Many Pentagon leaders, both civilian and military, say that all decisions were properly vetted through military channels. Over the weekend, the Pentagon took the unusual step of releasing a memo that states that Rumsfeld has met with the most senior Pentagon officers 139 times since 2005.
On Tuesday, the chairman of the Joint Chiefs of Staff - the military's highest- ranking officer - stressed that the decisionmaking process under Rumsfeld is collaborative. "There are multiple opportunities for all of us, whatever opinions we have, to put them on the table," said Gen. Peter Pace in a briefing. "And all the opinions are put on the table."
But even Rumsfeld acknowledged that his policies and personality have stirred up resentment - especially in a military that was largely allowed to set its own policy during the Clinton years. He came into office intent on proving that the force of the future was one that needed fewer people, but could be just as powerful through technology.
"There's a lot of change going on.
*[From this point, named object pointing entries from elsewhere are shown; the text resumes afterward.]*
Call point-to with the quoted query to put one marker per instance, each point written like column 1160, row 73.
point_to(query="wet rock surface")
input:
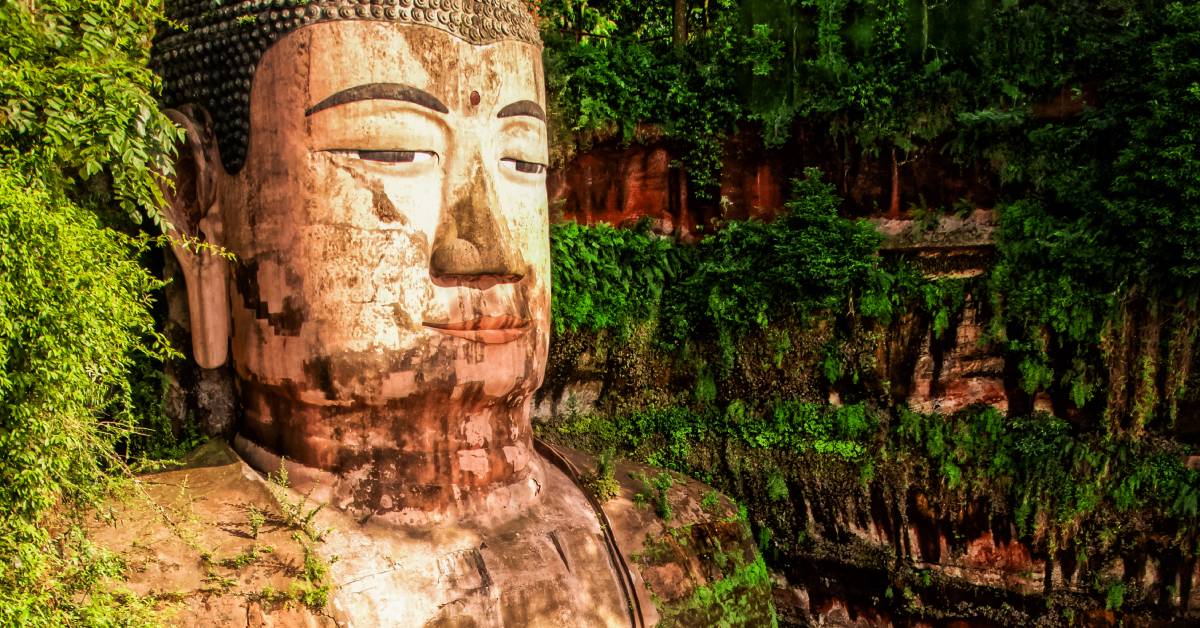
column 217, row 544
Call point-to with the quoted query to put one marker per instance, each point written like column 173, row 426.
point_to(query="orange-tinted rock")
column 552, row 564
column 622, row 186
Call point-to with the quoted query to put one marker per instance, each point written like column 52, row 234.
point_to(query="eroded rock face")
column 381, row 180
column 388, row 312
column 193, row 543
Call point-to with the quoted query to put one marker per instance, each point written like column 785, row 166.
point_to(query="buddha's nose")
column 471, row 245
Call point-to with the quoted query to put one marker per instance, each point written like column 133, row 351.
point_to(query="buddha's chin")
column 451, row 368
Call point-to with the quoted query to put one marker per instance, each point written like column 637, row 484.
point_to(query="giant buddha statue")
column 378, row 171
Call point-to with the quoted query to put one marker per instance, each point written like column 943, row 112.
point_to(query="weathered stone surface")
column 547, row 566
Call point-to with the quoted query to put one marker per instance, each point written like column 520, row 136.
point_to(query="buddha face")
column 390, row 221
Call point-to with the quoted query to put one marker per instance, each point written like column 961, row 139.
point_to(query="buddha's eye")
column 522, row 166
column 396, row 156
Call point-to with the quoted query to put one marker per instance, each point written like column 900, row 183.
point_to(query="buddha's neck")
column 418, row 459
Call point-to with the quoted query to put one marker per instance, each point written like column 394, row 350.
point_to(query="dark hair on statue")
column 210, row 53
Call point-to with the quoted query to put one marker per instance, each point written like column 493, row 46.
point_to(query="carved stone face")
column 393, row 201
column 390, row 299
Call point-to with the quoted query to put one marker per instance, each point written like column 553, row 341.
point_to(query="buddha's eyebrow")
column 387, row 91
column 523, row 108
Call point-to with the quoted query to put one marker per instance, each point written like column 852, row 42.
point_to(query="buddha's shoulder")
column 207, row 544
column 688, row 546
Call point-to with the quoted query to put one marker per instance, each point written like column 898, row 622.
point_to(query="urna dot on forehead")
column 210, row 59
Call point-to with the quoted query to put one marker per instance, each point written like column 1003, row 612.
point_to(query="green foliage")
column 78, row 100
column 82, row 141
column 612, row 66
column 73, row 317
column 744, row 277
column 1098, row 263
column 750, row 273
column 607, row 279
column 603, row 483
column 655, row 492
column 727, row 602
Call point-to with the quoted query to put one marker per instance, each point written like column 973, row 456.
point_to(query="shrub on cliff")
column 81, row 142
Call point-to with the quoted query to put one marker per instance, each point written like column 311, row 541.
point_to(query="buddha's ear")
column 192, row 208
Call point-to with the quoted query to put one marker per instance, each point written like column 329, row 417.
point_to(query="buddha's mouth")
column 486, row 329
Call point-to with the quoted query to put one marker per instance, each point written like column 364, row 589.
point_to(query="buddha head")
column 377, row 169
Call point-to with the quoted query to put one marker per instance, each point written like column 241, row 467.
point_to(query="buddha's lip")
column 486, row 329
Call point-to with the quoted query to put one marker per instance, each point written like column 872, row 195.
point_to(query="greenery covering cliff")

It's challenging for people, it's difficult for people," he said at the same briefing. "We have to, I think, be reasonably tolerant with respect to things that get said."
In this sense, it is nothing less than a fight for the future of the military, and some resent Rumsfeld for his ideas as well as his hardheadedness. "He came in from Day 1 ready to challenge the military on some pretty core issues," says Professor Desch. "There were a lot of toes that were stepped on."
Yet the willingness to speak out publicly, no matter the merits or demerits of the case, is a worrisome trend, say analysts. "It poisons the civilian-military relationship," says Kohn. "If the military and the civilians aren't talking to each other, you get much worse decisions."